At 45, sharp-suited Chinese art dealer and businessman Gao Ping (高平) has climbed high in life, even being photographed with Spain’s King Juan Carlos and China’s President Hu Jintao (胡錦濤).
Now he is in a cell in Madrid, waiting to go before a judge, accused of heading a gang that laundered millions of euros, officials and media reports said — though his defenders said he was an easy target.
A police official said on Friday that Gao was among more than 80 people arrested this week in “Operation Emperor” and that he was suspected of being the leader of the network busted in the series of raids.
He was expected to go before the judge yesterday, a judicial source added, after 19 suspects who were due to be questioned on Friday — mostly Chinese suspected of laundering money.
The judge will rule on possible bail and whether to keep Gao in detention.
Spanish television broadcast pictures of Gao, dressed in a brown leather jacket, covering his face as police detained him and searched his Gao Magee Gallery in an arty area of downtown Madrid.
Police vans surrounded his white-pillared mansion in the posh western Madrid suburb of Somosaguas.
“People who know him tell me they are very surprised,” said Jorge Garcia, a Madrid-based consultant who chairs a Spanish-Chinese chamber of commerce and works with investors in both countries.
“He is a businessman who started from the bottom, with a small shop, and his business grew.

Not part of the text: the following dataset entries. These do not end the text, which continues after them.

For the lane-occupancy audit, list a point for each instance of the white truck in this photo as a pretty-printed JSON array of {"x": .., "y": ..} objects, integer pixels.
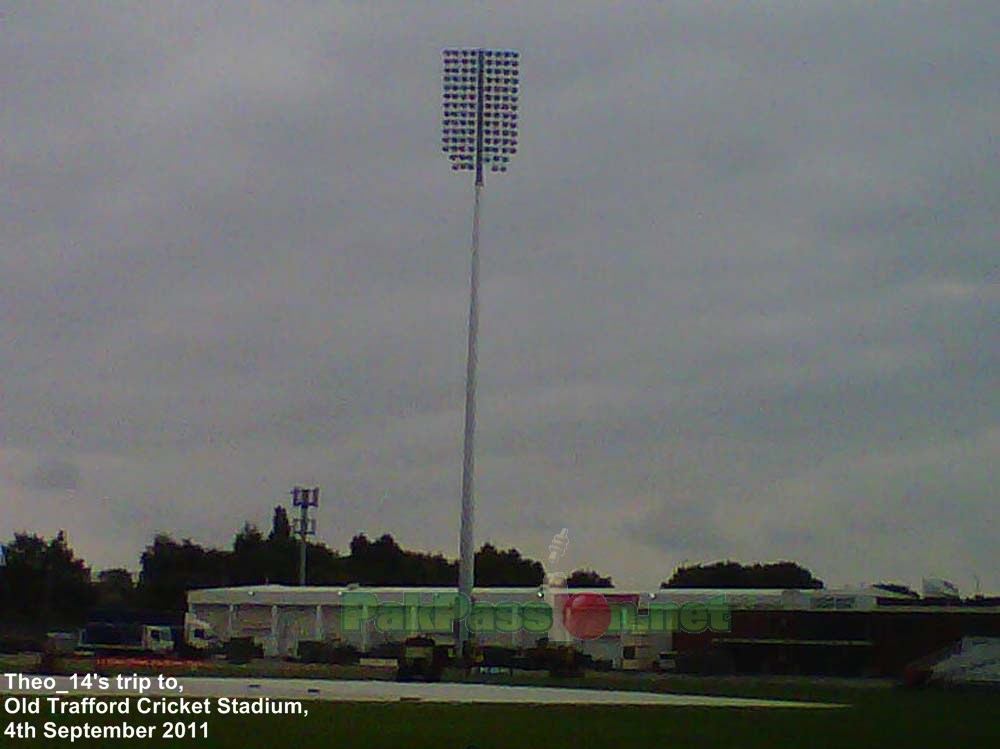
[{"x": 108, "y": 638}]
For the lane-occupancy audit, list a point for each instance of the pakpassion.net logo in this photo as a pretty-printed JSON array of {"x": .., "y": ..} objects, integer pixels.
[{"x": 585, "y": 616}]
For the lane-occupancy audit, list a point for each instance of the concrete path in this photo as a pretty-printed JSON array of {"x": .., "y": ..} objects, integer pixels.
[{"x": 390, "y": 691}]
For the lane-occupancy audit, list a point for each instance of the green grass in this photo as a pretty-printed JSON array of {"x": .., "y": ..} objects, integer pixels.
[{"x": 877, "y": 717}]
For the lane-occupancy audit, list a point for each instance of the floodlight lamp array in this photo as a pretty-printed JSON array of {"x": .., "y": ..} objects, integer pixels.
[{"x": 480, "y": 107}]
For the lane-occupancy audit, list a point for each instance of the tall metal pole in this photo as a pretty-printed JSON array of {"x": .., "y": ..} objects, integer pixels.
[
  {"x": 467, "y": 549},
  {"x": 466, "y": 575}
]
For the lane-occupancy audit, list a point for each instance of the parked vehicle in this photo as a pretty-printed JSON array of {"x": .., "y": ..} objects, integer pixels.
[{"x": 105, "y": 638}]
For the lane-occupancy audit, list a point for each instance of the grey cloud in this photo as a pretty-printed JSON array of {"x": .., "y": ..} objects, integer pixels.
[{"x": 739, "y": 243}]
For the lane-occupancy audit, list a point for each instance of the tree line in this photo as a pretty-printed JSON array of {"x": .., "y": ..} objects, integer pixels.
[{"x": 44, "y": 585}]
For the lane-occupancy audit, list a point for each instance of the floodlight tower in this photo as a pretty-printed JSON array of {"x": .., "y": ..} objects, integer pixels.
[{"x": 479, "y": 129}]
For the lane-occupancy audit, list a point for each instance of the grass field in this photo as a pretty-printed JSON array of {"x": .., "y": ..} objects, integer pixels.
[{"x": 877, "y": 717}]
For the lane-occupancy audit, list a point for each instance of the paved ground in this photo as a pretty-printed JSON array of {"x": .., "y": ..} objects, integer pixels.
[{"x": 389, "y": 691}]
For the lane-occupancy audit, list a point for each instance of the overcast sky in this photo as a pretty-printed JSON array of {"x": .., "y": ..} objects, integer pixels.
[{"x": 739, "y": 287}]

He was a philanthropist who helped a lot of people in need and was the face of Spanish art in China in recent years,” he added. “He seems to have been a humble and much-loved person.”

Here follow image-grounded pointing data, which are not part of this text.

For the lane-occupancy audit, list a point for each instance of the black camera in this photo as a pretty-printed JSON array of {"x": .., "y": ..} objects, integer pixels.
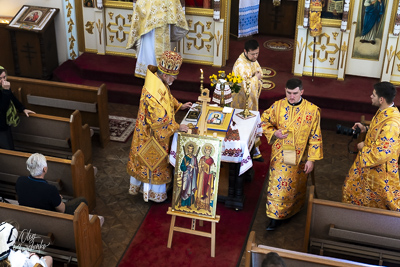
[{"x": 340, "y": 129}]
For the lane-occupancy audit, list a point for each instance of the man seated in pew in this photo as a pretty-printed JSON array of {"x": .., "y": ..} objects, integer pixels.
[
  {"x": 273, "y": 260},
  {"x": 6, "y": 119},
  {"x": 373, "y": 179},
  {"x": 34, "y": 191},
  {"x": 10, "y": 257}
]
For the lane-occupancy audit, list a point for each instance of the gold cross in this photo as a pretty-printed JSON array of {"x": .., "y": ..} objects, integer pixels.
[{"x": 162, "y": 94}]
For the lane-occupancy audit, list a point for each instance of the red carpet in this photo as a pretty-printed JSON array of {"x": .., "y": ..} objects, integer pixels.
[{"x": 149, "y": 245}]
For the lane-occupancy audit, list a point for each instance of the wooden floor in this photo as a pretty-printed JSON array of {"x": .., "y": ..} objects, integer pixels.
[{"x": 123, "y": 213}]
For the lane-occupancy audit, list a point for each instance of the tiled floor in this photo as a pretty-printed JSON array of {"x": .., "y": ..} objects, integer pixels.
[{"x": 123, "y": 213}]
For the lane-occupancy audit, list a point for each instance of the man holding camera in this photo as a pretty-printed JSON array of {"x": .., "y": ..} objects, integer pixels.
[{"x": 373, "y": 179}]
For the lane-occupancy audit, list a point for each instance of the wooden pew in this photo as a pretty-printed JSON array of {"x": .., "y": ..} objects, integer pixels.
[
  {"x": 350, "y": 230},
  {"x": 75, "y": 238},
  {"x": 255, "y": 254},
  {"x": 58, "y": 99},
  {"x": 72, "y": 177},
  {"x": 53, "y": 136}
]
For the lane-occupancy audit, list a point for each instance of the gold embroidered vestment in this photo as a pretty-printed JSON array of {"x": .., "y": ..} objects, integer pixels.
[
  {"x": 156, "y": 116},
  {"x": 373, "y": 179},
  {"x": 288, "y": 183},
  {"x": 247, "y": 69}
]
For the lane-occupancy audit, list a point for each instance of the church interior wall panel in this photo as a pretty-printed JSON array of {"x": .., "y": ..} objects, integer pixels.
[
  {"x": 117, "y": 27},
  {"x": 300, "y": 50},
  {"x": 327, "y": 53},
  {"x": 90, "y": 29},
  {"x": 10, "y": 8},
  {"x": 390, "y": 57},
  {"x": 199, "y": 44},
  {"x": 6, "y": 58},
  {"x": 395, "y": 71}
]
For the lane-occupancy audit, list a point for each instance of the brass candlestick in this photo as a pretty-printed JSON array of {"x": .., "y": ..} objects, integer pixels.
[
  {"x": 246, "y": 111},
  {"x": 246, "y": 114},
  {"x": 201, "y": 81},
  {"x": 222, "y": 102}
]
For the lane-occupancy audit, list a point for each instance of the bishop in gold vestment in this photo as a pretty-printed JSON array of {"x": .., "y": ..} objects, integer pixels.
[
  {"x": 155, "y": 24},
  {"x": 156, "y": 117},
  {"x": 373, "y": 179},
  {"x": 299, "y": 120},
  {"x": 248, "y": 68}
]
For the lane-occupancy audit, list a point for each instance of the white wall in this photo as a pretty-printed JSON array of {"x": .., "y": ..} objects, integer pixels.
[{"x": 10, "y": 8}]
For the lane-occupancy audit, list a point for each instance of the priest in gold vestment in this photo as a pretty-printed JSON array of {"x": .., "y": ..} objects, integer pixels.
[
  {"x": 155, "y": 24},
  {"x": 292, "y": 126},
  {"x": 373, "y": 179},
  {"x": 156, "y": 117},
  {"x": 249, "y": 69}
]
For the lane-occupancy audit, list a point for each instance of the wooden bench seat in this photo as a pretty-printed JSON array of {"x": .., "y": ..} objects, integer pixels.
[
  {"x": 344, "y": 230},
  {"x": 72, "y": 177},
  {"x": 58, "y": 99},
  {"x": 255, "y": 254},
  {"x": 67, "y": 238},
  {"x": 53, "y": 136}
]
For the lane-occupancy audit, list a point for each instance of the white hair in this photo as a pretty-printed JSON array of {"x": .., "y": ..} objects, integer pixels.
[{"x": 35, "y": 164}]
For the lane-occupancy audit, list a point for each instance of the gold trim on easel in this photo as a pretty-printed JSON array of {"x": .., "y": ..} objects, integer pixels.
[
  {"x": 199, "y": 12},
  {"x": 88, "y": 50},
  {"x": 112, "y": 53},
  {"x": 331, "y": 23},
  {"x": 323, "y": 75},
  {"x": 200, "y": 62},
  {"x": 118, "y": 4}
]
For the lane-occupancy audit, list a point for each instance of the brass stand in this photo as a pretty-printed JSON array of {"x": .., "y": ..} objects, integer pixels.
[
  {"x": 192, "y": 230},
  {"x": 246, "y": 114}
]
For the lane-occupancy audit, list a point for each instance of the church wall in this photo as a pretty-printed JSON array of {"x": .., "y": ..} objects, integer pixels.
[
  {"x": 340, "y": 49},
  {"x": 10, "y": 8}
]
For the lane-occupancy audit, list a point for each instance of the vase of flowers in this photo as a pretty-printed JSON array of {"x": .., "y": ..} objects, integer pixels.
[{"x": 224, "y": 86}]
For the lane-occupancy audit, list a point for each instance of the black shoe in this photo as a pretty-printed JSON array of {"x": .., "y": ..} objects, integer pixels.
[
  {"x": 260, "y": 159},
  {"x": 273, "y": 224}
]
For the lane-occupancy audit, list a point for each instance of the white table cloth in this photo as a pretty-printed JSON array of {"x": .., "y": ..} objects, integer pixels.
[{"x": 235, "y": 151}]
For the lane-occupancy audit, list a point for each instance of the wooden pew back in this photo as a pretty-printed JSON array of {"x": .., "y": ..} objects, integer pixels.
[
  {"x": 54, "y": 136},
  {"x": 255, "y": 254},
  {"x": 73, "y": 234},
  {"x": 58, "y": 99},
  {"x": 73, "y": 176},
  {"x": 352, "y": 230}
]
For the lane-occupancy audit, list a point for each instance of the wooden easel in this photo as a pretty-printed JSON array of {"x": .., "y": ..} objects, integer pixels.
[
  {"x": 192, "y": 230},
  {"x": 202, "y": 130}
]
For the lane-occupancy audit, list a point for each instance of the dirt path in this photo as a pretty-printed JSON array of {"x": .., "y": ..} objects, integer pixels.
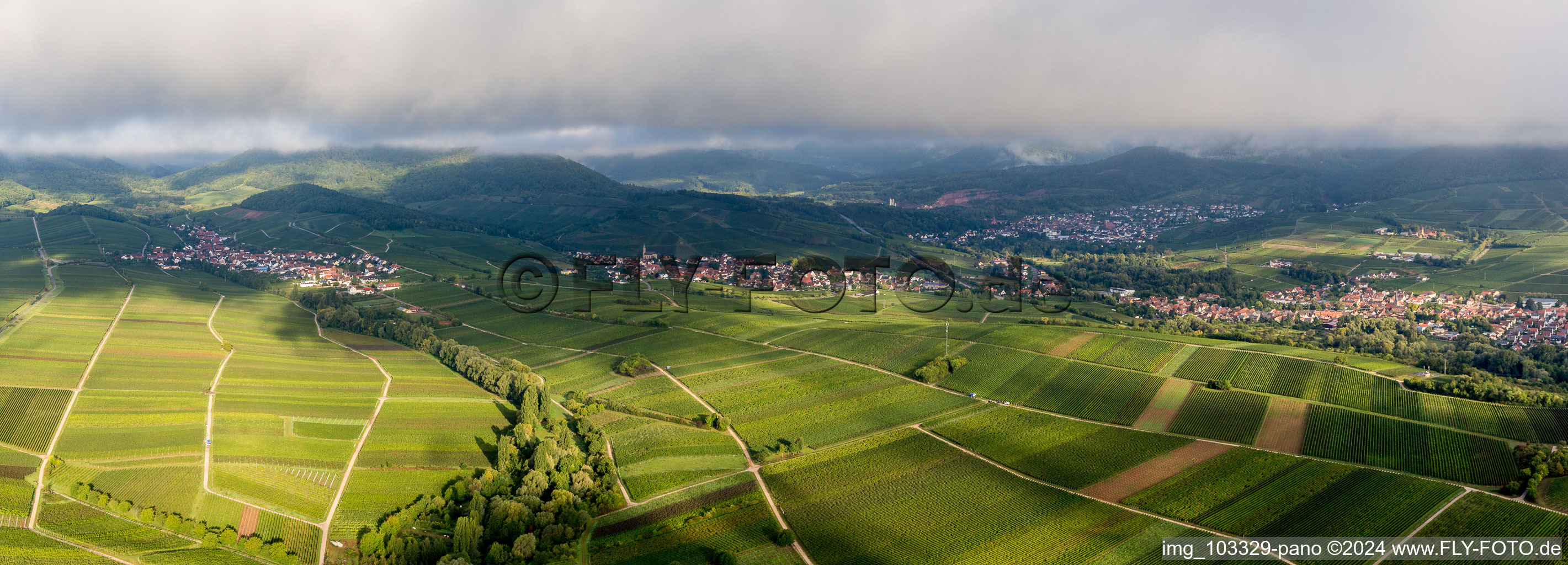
[
  {"x": 1153, "y": 471},
  {"x": 1081, "y": 493},
  {"x": 1071, "y": 344},
  {"x": 1164, "y": 407},
  {"x": 1285, "y": 426},
  {"x": 609, "y": 449},
  {"x": 752, "y": 465},
  {"x": 60, "y": 428},
  {"x": 1429, "y": 520},
  {"x": 360, "y": 446}
]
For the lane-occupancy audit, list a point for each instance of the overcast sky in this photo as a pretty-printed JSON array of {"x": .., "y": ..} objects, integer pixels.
[{"x": 586, "y": 76}]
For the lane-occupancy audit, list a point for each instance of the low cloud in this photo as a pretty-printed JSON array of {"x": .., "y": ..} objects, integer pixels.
[{"x": 607, "y": 76}]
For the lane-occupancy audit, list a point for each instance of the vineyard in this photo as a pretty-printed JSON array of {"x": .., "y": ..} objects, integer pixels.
[
  {"x": 892, "y": 352},
  {"x": 101, "y": 530},
  {"x": 1138, "y": 354},
  {"x": 1328, "y": 383},
  {"x": 435, "y": 434},
  {"x": 1481, "y": 514},
  {"x": 656, "y": 457},
  {"x": 23, "y": 547},
  {"x": 656, "y": 393},
  {"x": 679, "y": 348},
  {"x": 29, "y": 417},
  {"x": 54, "y": 346},
  {"x": 1220, "y": 415},
  {"x": 1258, "y": 493},
  {"x": 1405, "y": 446},
  {"x": 1056, "y": 449},
  {"x": 685, "y": 530},
  {"x": 819, "y": 401},
  {"x": 873, "y": 503},
  {"x": 1050, "y": 383},
  {"x": 374, "y": 493}
]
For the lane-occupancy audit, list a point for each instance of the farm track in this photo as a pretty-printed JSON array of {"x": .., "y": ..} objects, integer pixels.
[
  {"x": 60, "y": 429},
  {"x": 1429, "y": 520},
  {"x": 609, "y": 449},
  {"x": 752, "y": 465},
  {"x": 360, "y": 446}
]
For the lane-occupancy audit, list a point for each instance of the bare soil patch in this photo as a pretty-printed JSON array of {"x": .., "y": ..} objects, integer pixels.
[
  {"x": 35, "y": 358},
  {"x": 1285, "y": 426},
  {"x": 1153, "y": 471},
  {"x": 248, "y": 519},
  {"x": 1167, "y": 402},
  {"x": 1073, "y": 343}
]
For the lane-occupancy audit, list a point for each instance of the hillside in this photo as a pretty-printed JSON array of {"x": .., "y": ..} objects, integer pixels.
[
  {"x": 1457, "y": 167},
  {"x": 1131, "y": 178},
  {"x": 717, "y": 172}
]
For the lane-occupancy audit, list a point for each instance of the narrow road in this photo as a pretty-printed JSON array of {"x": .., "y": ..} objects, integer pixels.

Over 500 police took part in “Operation Emperor.” They seized 10 million euros (US$13 million) in cash in raids across the country as well as some 200 vehicles, guns, jewels and works of art.
Top anti-corruption prosecutor Antonio Salinas said the network laundered between 200,000 euros and 300,000 euros a year, dodging taxes, bribing officials and forging documents.
He said the racket was made up of traders who sold contraband goods in Spain, laundered the money and transferred it to China.
The Spanish National Court, which ran a two-year investigation, said the gang also channeled money from rackets involving prostitution and extortion to tax havens with the help of Spanish and Israeli intermediaries.
Spanish newspapers cited unnamed sources saying his vast network used hitmen and thugs to intimidate late-payers, though police and prosecutors refused to comment on these details pending the hearings.
El Mundo newspaper cited National Court documents, which have not been publicly released, saying the gang used a unit called the Shangdon Group “which worked on collecting payments using violence when necessary.”
Defenders of Gao Ping say Spain’s big Chinese community, which owns many wholesale distributors and bargain-basement shops in major cities, is an easy target at a time when Spaniards are angry with the government in a bitter recession.
In its efforts to fix its public finances, the Spanish government has announced measures to recover tax revenues which included an amnesty for some back taxes owed on big fortunes.
The government said the money-laundering harmed the Spanish economy.
“The government doesn’t want to touch the big tax evaders, because they are friends of the state — bankers, politicians, businessmen,” Garcia said.
“Blaming the Chinese mafia for the fact there are 5 million unemployed in Spain is a bit ridiculous,” he said.